I recently noticed a leak in my washer fluid reservoir. I would fill it up then within an hour the thing would be drained and the low fluid light comes on. Anyone know where I can find a reservoir without going to the dealership? And does anyone know if a DIY is available for this, I know its a PITA job so any help would be great.


----------



## poopie (Feb 22, 2005)

i had to track down a leak too. Turned out to be a leaky hose going to the headlights washers. I just unplugged the connector and blocked off the port with a cap. No more leaks!


----------



## drunkenpenguin49 (Apr 8, 2009)

x2, took out the headlight washers for the front mount, resolved that problem. Tommy make sure its not a loose clamp or something minor first.


----------



## chosos (Apr 10, 2007)

similar problem - mine kept draining out. turned out to be a cracked "alien". i simply cut the hoses off and plugged them and all is well.


----------



## haze from hell (Nov 4, 2004)

*washer reservoir for sale if you need it.*

We just pulled the washer bottle and lines off my dads TT. It looks brand new, his car is a show car and barely gets driven. Shoot me an offer or contact me (mike) at [email protected]. I can get you pics if needed. :beer:


----------



## TTschwing (Jun 23, 2002)




----------



## tommy_c (Jan 31, 2010)

thanks for the replies guys, im gonna hopefully get to take the thing apart and see where its coming from, hopefully its just something lose so i can just plug it up.

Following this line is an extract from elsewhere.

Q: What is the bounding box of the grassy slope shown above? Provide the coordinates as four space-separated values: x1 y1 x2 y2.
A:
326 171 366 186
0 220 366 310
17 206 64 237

poopie - where are you from in philly? i'm in philly too.

mike - i'll shoot you an email soon, i'm gonna take a look to see where its coming from first but thanks a lot! :beer:

TTschwing - thanks for the pic!


----------



## poopie (Feb 22, 2005)

tommy_c said:


> thanks for the replies guys, im gonna hopefully get to take the thing apart and see where its coming from, hopefully its just something lose so i can just plug it up.
> 
> poopie - where are you from in philly? i'm in philly too.
> 
> ...


yup i'm in philly. My TT is in the body shop though. Where are you in the city?


----------



## tommy_c (Jan 31, 2010)

I'm on Temple University's campus in North Philly.


----------



## PLAYED TT (Oct 17, 2010)

tommy_c said:


> I'm on Temple University's campus in North Philly.


 I'm in Reading and Temple once or twice a month. I've never seen a TT on campus


----------



## KN78 (Feb 2, 2010)

i go to temple too. i've seen maybe 2 or 3. the two are convertibles black and silver. and there is a red one somewhere by the fields that looks pretty cool. My tt stays in lancaster county, philly roads tend to do some damage.


----------



## tommy_c (Jan 31, 2010)

yeah i've seen the red convertible on campus, it think its a professors. i have a silver coupe with enkei evo 5s. the roads here do suck, but its just a lot easier to have a car, except when someone bumps into your rear bumper like this past weekend. my roommates are from lancaster, they went to hempfield.


----------



## poopie (Feb 22, 2005)

i used to go to temple. haha


----------



## tommy_c (Jan 31, 2010)

haha yeah its my last semester so i wont be in philly much longer.


----------